Before you take out a secured loan
While secured loans can be a great option, here's what you need to keep in mind before you sign on the dotted line.
Risk of losing collateral: The biggest risk with a secured loan is the possibility of losing the asset you used as collateral. If you used your house as collateral and you can't keep up with the loan payments, the lender could potentially repossess your property. So, it's essential for self-employed borrowers to be able to make the repayments before signing on the dotted line.
Value in your collateral: Before applying for a secured loan, make sure you understand the value of the asset you're offering as collateral. Lenders will typically lend a percentage of the value of the asset, known as the loan-to-value (LTV) ratio. You'll want to make sure it's enough to meet your needs, and you should always have some wiggle room in case things don't go as planned.
Your credit history: While secured loans may be easier to get than unsecured loans, your credit history will still be important. Lenders will likely check your credit score and your history of borrowing and repaying loans. If you have a bad credit score, it may be harder to secure a loan with good terms. But taking the loan and managing it well can actually improve your business credit rating.
Summing up
Secured loans can be an excellent way for self-employed people to access the funding they need. You can borrow larger sums, often at lower interest rates, and have more flexibility with repayment terms. It's important to weigh the risks involved, such as the possibility of losing your collateral if you don't repay the loan. Do your research, understand your finances, and make sure you're comfortable with the terms before moving forward.
Frequently Asked Questions: Secured Loans
Can I get a secured loan if I've been self-employed for a short time?

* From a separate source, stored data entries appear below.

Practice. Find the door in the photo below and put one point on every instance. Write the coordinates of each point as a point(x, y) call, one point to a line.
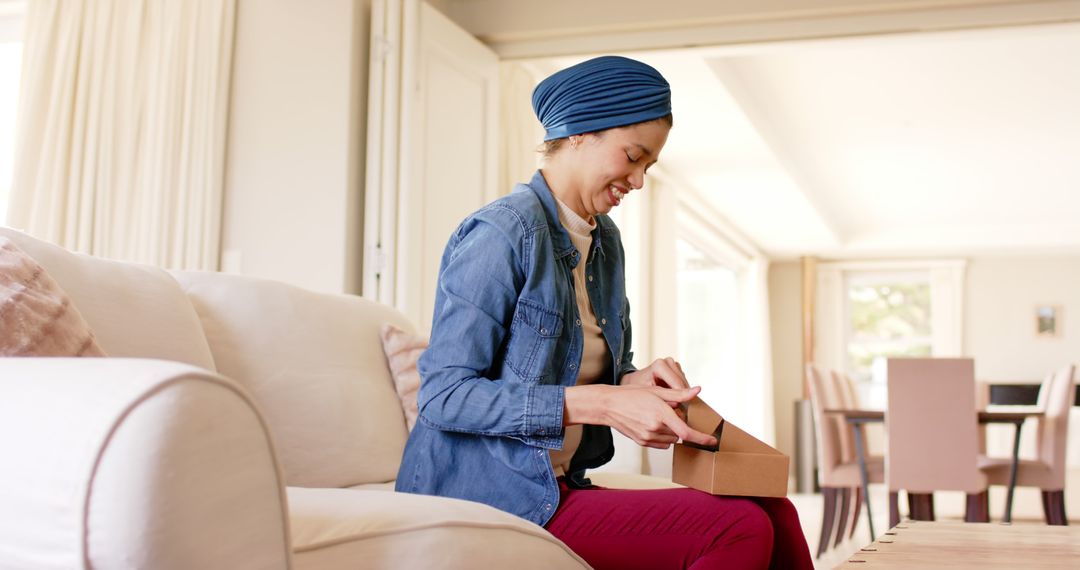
point(446, 165)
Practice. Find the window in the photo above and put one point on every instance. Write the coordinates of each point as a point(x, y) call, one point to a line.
point(869, 309)
point(11, 55)
point(889, 314)
point(707, 304)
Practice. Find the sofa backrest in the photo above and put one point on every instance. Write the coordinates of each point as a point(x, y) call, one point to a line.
point(134, 310)
point(315, 366)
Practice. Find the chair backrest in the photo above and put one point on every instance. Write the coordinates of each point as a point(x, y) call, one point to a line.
point(844, 399)
point(931, 425)
point(825, 430)
point(1060, 390)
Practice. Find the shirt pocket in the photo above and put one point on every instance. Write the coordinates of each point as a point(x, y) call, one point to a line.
point(534, 336)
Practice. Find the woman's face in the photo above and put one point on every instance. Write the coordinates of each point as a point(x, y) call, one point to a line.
point(612, 163)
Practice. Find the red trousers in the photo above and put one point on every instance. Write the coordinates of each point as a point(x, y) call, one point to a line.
point(678, 528)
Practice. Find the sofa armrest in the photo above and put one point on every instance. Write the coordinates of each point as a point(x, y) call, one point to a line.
point(134, 463)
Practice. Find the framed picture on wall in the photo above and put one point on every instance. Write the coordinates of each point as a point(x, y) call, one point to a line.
point(1048, 321)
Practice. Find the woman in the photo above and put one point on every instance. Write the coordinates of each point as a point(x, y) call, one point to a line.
point(529, 364)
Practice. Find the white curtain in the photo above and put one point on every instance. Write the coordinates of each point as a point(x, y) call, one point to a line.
point(758, 347)
point(121, 136)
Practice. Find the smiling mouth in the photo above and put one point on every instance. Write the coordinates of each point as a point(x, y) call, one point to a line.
point(616, 194)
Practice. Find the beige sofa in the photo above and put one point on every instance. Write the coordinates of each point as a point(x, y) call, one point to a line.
point(237, 423)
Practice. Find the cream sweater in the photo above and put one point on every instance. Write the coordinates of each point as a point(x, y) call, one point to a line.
point(595, 356)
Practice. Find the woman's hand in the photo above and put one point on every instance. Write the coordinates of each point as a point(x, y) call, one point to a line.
point(662, 372)
point(643, 412)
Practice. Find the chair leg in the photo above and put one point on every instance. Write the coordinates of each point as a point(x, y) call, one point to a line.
point(841, 520)
point(1054, 507)
point(920, 506)
point(977, 507)
point(859, 507)
point(827, 515)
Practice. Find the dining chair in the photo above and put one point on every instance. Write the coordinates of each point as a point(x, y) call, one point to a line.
point(932, 436)
point(836, 474)
point(849, 395)
point(1047, 472)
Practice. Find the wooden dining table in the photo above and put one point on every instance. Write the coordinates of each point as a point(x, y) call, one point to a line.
point(856, 418)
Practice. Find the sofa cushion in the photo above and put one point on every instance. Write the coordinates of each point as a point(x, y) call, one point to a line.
point(37, 317)
point(134, 310)
point(403, 350)
point(315, 366)
point(335, 528)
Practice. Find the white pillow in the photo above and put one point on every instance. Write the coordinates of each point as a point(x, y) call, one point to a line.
point(314, 364)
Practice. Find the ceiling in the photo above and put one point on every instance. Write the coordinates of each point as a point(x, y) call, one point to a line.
point(933, 144)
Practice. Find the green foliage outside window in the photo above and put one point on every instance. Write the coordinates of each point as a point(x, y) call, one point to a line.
point(888, 320)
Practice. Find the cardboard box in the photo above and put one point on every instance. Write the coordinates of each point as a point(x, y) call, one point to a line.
point(740, 464)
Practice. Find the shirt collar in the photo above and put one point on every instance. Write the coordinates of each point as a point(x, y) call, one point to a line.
point(561, 240)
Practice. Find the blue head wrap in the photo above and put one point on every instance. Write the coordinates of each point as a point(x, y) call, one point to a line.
point(601, 93)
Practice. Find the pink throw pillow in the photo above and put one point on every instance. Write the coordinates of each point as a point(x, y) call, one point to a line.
point(403, 350)
point(37, 317)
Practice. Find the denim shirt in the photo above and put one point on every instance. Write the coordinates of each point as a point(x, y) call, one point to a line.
point(505, 342)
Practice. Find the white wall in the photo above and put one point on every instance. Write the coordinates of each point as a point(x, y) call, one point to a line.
point(294, 159)
point(785, 307)
point(999, 315)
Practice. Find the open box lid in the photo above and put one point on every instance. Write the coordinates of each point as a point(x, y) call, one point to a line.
point(703, 418)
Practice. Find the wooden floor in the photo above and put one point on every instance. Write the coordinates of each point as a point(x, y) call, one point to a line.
point(948, 544)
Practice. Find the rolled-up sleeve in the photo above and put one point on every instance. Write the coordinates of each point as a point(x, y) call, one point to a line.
point(482, 274)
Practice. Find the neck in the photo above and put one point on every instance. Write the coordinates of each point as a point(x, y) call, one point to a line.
point(565, 188)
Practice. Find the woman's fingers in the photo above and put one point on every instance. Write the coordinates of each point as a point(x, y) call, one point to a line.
point(686, 433)
point(667, 371)
point(676, 396)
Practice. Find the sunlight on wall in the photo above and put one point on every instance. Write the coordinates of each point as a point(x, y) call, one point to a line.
point(11, 54)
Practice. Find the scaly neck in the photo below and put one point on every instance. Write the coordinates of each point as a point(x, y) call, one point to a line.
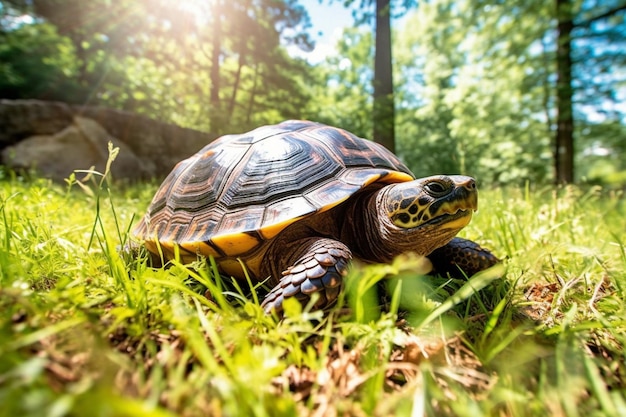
point(374, 238)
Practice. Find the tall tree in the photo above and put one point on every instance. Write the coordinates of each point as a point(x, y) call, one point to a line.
point(564, 143)
point(381, 13)
point(384, 106)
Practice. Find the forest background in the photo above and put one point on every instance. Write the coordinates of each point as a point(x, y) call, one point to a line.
point(503, 91)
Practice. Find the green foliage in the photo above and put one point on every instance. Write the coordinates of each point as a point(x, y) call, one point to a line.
point(35, 62)
point(342, 93)
point(85, 327)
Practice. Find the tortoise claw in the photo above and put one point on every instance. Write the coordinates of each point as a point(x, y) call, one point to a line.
point(320, 270)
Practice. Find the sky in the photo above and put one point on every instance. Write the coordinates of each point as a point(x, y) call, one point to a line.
point(327, 23)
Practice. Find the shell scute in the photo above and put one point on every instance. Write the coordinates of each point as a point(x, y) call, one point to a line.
point(242, 189)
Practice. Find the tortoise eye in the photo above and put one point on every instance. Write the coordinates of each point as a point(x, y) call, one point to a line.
point(436, 188)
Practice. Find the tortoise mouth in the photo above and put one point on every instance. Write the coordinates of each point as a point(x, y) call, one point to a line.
point(456, 220)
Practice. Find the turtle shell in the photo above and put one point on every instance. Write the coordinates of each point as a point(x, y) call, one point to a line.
point(242, 190)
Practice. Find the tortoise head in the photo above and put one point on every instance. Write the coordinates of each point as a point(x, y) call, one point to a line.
point(442, 202)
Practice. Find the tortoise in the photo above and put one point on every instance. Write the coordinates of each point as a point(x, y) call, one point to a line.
point(296, 201)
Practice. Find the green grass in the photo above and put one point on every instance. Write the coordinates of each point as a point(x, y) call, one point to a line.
point(86, 330)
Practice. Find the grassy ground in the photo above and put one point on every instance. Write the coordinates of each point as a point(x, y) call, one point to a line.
point(85, 332)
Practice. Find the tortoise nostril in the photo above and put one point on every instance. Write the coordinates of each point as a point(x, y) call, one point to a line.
point(470, 184)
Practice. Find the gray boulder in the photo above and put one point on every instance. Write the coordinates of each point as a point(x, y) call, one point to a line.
point(56, 138)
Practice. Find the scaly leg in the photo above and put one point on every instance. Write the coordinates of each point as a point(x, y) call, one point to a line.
point(320, 267)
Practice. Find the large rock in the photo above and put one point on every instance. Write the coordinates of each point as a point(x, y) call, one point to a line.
point(151, 147)
point(81, 146)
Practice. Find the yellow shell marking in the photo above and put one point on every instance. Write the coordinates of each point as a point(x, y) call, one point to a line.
point(234, 244)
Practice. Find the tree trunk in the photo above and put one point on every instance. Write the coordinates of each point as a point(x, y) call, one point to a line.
point(233, 97)
point(215, 113)
point(564, 144)
point(384, 111)
point(252, 94)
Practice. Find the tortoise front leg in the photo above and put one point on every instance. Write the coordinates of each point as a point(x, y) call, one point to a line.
point(320, 266)
point(461, 255)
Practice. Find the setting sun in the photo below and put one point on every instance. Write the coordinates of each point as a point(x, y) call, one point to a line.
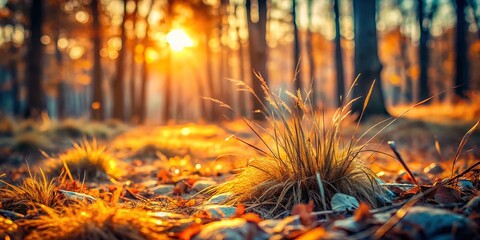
point(178, 39)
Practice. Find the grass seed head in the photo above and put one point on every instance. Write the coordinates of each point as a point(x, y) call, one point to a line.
point(96, 221)
point(31, 192)
point(87, 159)
point(297, 146)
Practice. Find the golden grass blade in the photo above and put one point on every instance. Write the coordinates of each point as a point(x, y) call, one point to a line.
point(462, 145)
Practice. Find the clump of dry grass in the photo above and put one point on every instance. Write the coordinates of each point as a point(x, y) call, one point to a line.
point(86, 159)
point(95, 221)
point(304, 158)
point(8, 229)
point(31, 192)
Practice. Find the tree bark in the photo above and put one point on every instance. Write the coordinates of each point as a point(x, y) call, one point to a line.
point(35, 97)
point(311, 60)
point(98, 102)
point(258, 51)
point(461, 46)
point(366, 61)
point(424, 87)
point(133, 71)
point(338, 56)
point(118, 83)
point(297, 67)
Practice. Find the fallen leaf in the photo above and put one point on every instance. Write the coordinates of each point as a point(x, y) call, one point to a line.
point(316, 233)
point(303, 211)
point(446, 195)
point(190, 231)
point(362, 213)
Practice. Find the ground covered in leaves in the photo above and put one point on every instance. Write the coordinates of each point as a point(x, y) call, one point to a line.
point(81, 180)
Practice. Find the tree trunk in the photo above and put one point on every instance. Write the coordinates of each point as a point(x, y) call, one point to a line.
point(241, 94)
point(424, 88)
point(338, 56)
point(297, 73)
point(98, 102)
point(133, 71)
point(142, 108)
point(35, 99)
point(461, 46)
point(118, 83)
point(311, 60)
point(168, 90)
point(258, 52)
point(366, 61)
point(210, 84)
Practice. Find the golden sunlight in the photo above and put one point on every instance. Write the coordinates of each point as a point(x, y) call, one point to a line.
point(178, 39)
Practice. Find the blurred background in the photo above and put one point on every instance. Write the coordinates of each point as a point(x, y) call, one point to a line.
point(153, 61)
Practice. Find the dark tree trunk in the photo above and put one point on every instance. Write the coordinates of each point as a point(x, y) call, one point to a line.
point(242, 97)
point(118, 83)
point(311, 60)
point(424, 87)
point(142, 108)
point(98, 102)
point(258, 52)
point(407, 91)
point(296, 50)
point(35, 99)
point(60, 83)
point(366, 60)
point(133, 71)
point(461, 46)
point(167, 110)
point(210, 84)
point(338, 56)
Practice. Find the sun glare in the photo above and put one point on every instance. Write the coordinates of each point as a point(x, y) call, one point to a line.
point(178, 39)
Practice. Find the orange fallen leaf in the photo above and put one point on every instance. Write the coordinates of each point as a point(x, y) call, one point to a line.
point(362, 213)
point(190, 231)
point(304, 213)
point(316, 233)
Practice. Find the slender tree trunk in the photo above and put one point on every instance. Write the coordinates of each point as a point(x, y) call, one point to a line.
point(118, 83)
point(338, 56)
point(60, 83)
point(461, 46)
point(167, 110)
point(142, 109)
point(296, 50)
point(311, 60)
point(98, 102)
point(35, 97)
point(424, 88)
point(366, 60)
point(407, 91)
point(258, 52)
point(133, 71)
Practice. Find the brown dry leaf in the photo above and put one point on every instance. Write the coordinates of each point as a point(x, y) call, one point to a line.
point(446, 195)
point(190, 231)
point(180, 188)
point(251, 217)
point(240, 210)
point(304, 213)
point(316, 233)
point(362, 213)
point(164, 176)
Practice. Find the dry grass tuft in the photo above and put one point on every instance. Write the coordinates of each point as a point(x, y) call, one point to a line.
point(304, 158)
point(95, 221)
point(31, 192)
point(87, 159)
point(8, 229)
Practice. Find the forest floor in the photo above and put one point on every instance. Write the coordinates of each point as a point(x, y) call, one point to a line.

While being self-employed for longer is a benefit, some lenders may still consider newer businesses if you can provide sufficient proof of income, such as recent contracts or a strong business plan. The terms may not be as favourable if you haven't yet established a solid track record.
Can I use assets like equipment or inventory as security?
Yes, some lenders may allow you to use business assets such as equipment, inventory, or even receivables as collateral for a secured loan. This can be an alternative if you don't want to put your personal assets, like your home, at risk. Still, business assets might come with different loan-to-value ratios or terms compared to personal assets.
How can I improve my chances of getting a secured loan when self-employed?
To improve your chances of approval, make sure your financial documents are detailed and accurate. This includes showing a stable income, good credit history, and a clear picture of your business's finances. Up-to-date tax returns, bank statements, and profit and loss statements can help lenders feel more confident in your ability to repay the loan, as well as valuable collateral.